The Long Walk(80)



He wanted to win, but not even McVries could carry him over the invisible finish line. He didn't think he was going to win. In the sixth grade he had won his school's spelling bee and had gone on to the district spelldown, but the district spellmaster wasn't Miss Petrie, who let you take it back. Softhearted Miss Petrie. He had stood there, hurt, unbelieving, sure there must have been some mistake, but there had been none. He just hadn't been good enough to make the cut then, and he wasn't going to be good enough now. Good enough to walk most of them down, but not all. His feet and legs had gone beyond numb and angry rebellion, and now mutiny was just a step away.

Only three had gone down since they left Freeport. One of them had been the unfortunate Klingerman. Garraty knew what the rest of them were thinking. It was too many tickets issued for them to just quit, any of them. Not with only twenty left to walk over. They would walk now until their bodies or minds shook apart.

They passed over a bridge spanning a placid little brook, its surface lightly pocked by the rain. The guns roared, the crowd cheered, and Garraty felt the stubborn cranny of hope in the back of his brain open an infinitesimal bit more.

"Did your girl look good to you?"

It was Abraham, looking like a victim of the Bataan March. For some inconceivable reason he had shucked both his jacket and his shirt, leaving his bony chest and stacked ribcage bare.

"Yeah," Garraty said. "I hope I can make it back to her."

Abraham smiled. "Hope? Yeah, I'm beginning to remember how to spell that word, too." It was like a mild threat. "Was that Tubbins?"

Garraty listened. He heard nothing but the steady roar of the crowd. "Yeah, by God it was. Parker put the hex on him, I guess."

"I keep telling myself," Abraham said, "that all I got to do is to continue putting one foot in front of the other."

"Yeah."

Abraham looked distressed. "Garraty... this is a bitch to say..."

"What's that?"

Abraham was quiet for a long time. His shoes were big heavy Oxfords that looked horrendously heavy to Garraty (whose own feet were now bare, cold, and scraping raw). They clopped and dragged on the pavement, which had now expanded to three lanes. The crowd did not seem so loud or quite so terrifyingly close as it had ever since Augusta.

Abraham looked more distressed than ever. "It's a bitch. I just don't know how to say it."

Garraty shrugged, bewildered. "I guess you just say it."

"Well, look. We're getting together on something. All of us that are left."

"Scrabble, maybe?"

"It's a kind of a... a promise."

"Oh yeah?"

"No help for anybody. Do it on your own or don't do it."

Garraty looked at his feet. He wondered how long it had been since he was hungry, and he wondered how long it would be before he fainted if he didn't eat something. He thought that Abraham's Oxfords were like Stebbins-those shoes could carry him from here to the Golden Gate Bridge without so much as a busted shoelace... at least they looked that way.

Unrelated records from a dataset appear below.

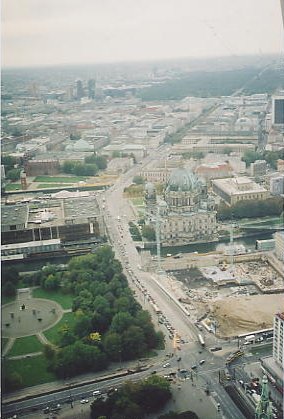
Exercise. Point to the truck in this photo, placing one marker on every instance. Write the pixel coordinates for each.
(201, 340)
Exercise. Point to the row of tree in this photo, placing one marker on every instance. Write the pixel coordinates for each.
(110, 325)
(133, 400)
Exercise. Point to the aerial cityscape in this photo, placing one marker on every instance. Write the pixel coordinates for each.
(142, 217)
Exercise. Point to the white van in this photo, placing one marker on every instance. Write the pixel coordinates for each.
(96, 393)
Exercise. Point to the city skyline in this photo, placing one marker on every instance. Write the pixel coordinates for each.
(94, 32)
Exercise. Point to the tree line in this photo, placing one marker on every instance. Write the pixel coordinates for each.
(110, 325)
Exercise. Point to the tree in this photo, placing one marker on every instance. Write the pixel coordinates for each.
(9, 162)
(149, 232)
(83, 326)
(10, 274)
(52, 282)
(9, 289)
(112, 345)
(121, 321)
(133, 342)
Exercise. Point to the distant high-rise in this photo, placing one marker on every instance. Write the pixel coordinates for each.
(278, 110)
(278, 339)
(79, 89)
(91, 88)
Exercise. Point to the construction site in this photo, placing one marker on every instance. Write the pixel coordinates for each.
(227, 296)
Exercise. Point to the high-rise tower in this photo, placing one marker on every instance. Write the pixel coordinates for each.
(263, 408)
(79, 89)
(91, 88)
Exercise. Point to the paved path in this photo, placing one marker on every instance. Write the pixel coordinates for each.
(41, 337)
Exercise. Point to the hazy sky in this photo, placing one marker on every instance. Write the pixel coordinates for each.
(42, 32)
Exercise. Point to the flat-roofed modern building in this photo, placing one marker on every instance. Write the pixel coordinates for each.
(233, 190)
(278, 110)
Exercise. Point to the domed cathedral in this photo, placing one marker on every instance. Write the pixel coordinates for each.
(150, 203)
(186, 212)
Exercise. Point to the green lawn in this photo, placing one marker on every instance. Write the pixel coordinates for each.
(25, 345)
(52, 185)
(65, 300)
(4, 342)
(13, 187)
(52, 334)
(32, 370)
(5, 300)
(59, 179)
(137, 201)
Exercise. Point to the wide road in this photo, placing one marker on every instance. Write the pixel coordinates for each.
(149, 287)
(118, 212)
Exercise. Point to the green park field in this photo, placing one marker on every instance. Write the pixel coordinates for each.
(33, 371)
(67, 320)
(65, 300)
(25, 345)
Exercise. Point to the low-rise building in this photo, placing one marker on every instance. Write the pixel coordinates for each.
(238, 189)
(42, 167)
(214, 171)
(277, 185)
(258, 168)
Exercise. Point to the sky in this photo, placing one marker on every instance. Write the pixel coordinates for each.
(54, 32)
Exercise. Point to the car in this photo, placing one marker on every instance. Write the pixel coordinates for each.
(96, 393)
(216, 348)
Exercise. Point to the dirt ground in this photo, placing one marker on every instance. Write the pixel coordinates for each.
(238, 315)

"That sounds pretty heartless," he said finally.

"It's gotten to be a pretty heartless situation." Abraham wouldn't look at him. "Have you talked to all the others about this?"

"Not yet. About a dozen."

"Yeah, it's a real bitch. I can see how hard it is for you to talk about."

"It seems to get harder rather than easier."

"What did they say?" He knew what they said, what were they supposed to say?

"They're for it."

Garraty opened his mouth, then shut it. He looked at Baker up ahead. Baker was wearing his jacket, and it was soaked. His head was bent. One hip swayed and jutted awkwardly. His left leg had stiffened up quite badly.

"Why'd you take off your shirt?" he asked Abraham suddenly.

"It was making my skin itch. It was raising hives or something. It was a synthetic, maybe I have an allergy to synthetic fabrics, how the hell should I know? What do you say, Ray?"

"You look like a religious penitent or something."

"What do you say? Yes or no?"

"Maybe I owe McVries a couple." McVries was still close by, but it was impossible to tell if he could hear their conversation over the din of the crowd. Come on, McVries, he thought. Tell him I don't owe you anything. Come on, you son of a bitch. But McVries said nothing.

"All right, count me in," Garraty said.

"Cool."

Now I'm an animal, nothing but a dirty, tired, stupid animal. You did it. You sold it out.

"If you try to help anybody, we can't hold you back. That's against the rules. But we'll shut you out. And you'll have broken your promise."

"I won't try."

"Same goes for anyone who tries to help you."

"Yuh."

"It's nothing personal. You know that, Ray. But we're down against it now."

"Root hog or die."

"That's it."

"Nothing personal. Just back to the jungle."

For a second he thought Abraham was going to get pissed, but his quickly drawn-in breath came out in a harmless sigh. Maybe he was too tired to get pissed. "You agreed. I'll hold you to that, Ray."